ECLI:NL:RBAMS:2020:6288

Rechtbank Amsterdam

Datum uitspraak
20 november 2020
Publicatiedatum
15 december 2020
Zaaknummer
RK 20/4358
Instantie
Rechtbank Amsterdam
Type
Uitspraak
Rechtsgebied
Strafrecht
Procedures
  • Beschikking
Vindplaatsen
  • Rechtspraak.nl
AI samenvatting door LexboostAutomatisch gegenereerd

Bezwaarschrift ex artikel 182 lid 6 Sv betreffende het horen van getuigen in een strafzaak

In deze zaak heeft de Rechtbank Amsterdam op 20 november 2020 uitspraak gedaan op een bezwaarschrift dat was ingediend door de verdachte tegen de beslissing van de rechter-commissaris. Het bezwaarschrift was ingediend op 14 september 2020 en betrof het verzoek om getuigen te horen in het kader van een strafzaak waarin de verdachte werd verdacht van betrokkenheid bij drugshandel.
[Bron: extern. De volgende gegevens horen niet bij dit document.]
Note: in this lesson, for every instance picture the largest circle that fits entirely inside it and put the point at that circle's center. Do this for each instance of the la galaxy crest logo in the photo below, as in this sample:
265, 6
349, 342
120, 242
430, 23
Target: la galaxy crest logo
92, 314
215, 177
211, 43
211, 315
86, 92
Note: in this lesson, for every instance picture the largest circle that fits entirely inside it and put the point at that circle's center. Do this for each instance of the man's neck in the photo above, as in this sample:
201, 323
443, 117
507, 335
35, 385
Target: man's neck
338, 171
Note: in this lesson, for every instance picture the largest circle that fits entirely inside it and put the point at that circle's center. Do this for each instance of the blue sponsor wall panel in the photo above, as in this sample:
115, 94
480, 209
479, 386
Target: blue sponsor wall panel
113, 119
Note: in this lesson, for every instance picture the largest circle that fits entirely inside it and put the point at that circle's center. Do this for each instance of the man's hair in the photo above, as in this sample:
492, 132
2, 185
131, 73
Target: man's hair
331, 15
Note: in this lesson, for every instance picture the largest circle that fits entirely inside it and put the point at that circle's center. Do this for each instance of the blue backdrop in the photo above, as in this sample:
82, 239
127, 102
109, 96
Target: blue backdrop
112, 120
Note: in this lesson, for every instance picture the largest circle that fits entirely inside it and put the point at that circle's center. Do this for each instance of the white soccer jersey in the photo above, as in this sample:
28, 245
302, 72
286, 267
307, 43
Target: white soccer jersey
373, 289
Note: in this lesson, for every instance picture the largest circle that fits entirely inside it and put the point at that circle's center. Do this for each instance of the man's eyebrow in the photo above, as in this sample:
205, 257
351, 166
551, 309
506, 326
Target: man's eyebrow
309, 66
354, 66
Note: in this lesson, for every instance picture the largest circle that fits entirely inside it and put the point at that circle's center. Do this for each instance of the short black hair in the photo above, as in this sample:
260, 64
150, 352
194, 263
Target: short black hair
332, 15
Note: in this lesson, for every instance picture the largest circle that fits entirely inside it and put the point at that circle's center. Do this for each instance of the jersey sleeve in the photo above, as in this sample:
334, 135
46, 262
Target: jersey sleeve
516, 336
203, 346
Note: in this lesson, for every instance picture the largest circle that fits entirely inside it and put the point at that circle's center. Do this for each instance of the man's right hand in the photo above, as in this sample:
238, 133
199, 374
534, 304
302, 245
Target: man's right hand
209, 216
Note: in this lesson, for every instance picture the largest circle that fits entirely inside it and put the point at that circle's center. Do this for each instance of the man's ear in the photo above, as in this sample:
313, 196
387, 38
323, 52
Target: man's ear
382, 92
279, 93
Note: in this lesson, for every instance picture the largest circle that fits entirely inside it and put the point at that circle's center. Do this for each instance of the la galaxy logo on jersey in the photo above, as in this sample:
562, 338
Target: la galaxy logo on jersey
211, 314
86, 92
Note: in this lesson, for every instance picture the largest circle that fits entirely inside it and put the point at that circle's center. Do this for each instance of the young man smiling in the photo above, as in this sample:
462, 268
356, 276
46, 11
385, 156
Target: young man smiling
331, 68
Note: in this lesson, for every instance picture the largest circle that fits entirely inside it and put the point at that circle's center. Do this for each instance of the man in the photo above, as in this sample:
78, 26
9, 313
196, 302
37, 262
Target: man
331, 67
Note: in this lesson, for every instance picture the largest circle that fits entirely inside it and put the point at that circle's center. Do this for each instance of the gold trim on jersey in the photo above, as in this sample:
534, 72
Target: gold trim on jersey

De rechtbank heeft het bezwaarschrift deels gegrond verklaard, specifiek voor de getuigen 1 en 6, en bevolen dat deze getuigen gehoord moeten worden. De rechtbank oordeelde dat er een verdedigingsbelang was bij het horen van deze getuigen, gezien hun mogelijke betrokkenheid bij de feiten die aan de verdachte worden verweten. Voor de andere getuigen (4, 5, 7 en 8) werd het bezwaarschrift ongegrond verklaard, omdat de rechtbank van mening was dat de onderbouwing van het verzoek onvoldoende was om aan te nemen dat hun verklaringen relevant zouden zijn voor de zaak. De rechtbank benadrukte dat het aan de verdediging is om de adresgegevens van de getuigen te verstrekken, en dat er eerst onderzoek gedaan moet worden naar hun verblijfplaatsen voordat kan worden geoordeeld over hun oproeping als getuigen. De beslissing van de rechtbank is definitief en er staat geen rechtsmiddel open tegen deze uitspraak.

Uitspraak

beschikking

RECHTBANK AMSTERDAM

Afdeling Publiekrecht
Teams Strafrecht
Parketnummer: 13/997080-18
RK: 20/4358
Beschikking op het bezwaarschrift ex artikel 182 lid 6 van het Wetboek van Strafvordering (Sv) van:
[verdachte] ,
geboren op [geboortedatum] 1985 te [geboorteplaats] ,
wonend op het adres [adres] ,
woonplaats kiezend op het kantooradres van zijn raadsman,
mr. V.A. van Biljouw,
[adres kantoor advocaat] ,
verdachte.

1.Procesgang

Het bezwaarschrift is op 14 september 2020 ter griffie van deze rechtbank ontvangen.
De rechtbank heeft op 6 november 2020 de gemachtigde raadsman van verdachte en de officier van justitie, mr. J.F. de Boer, in besloten raadkamer gehoord.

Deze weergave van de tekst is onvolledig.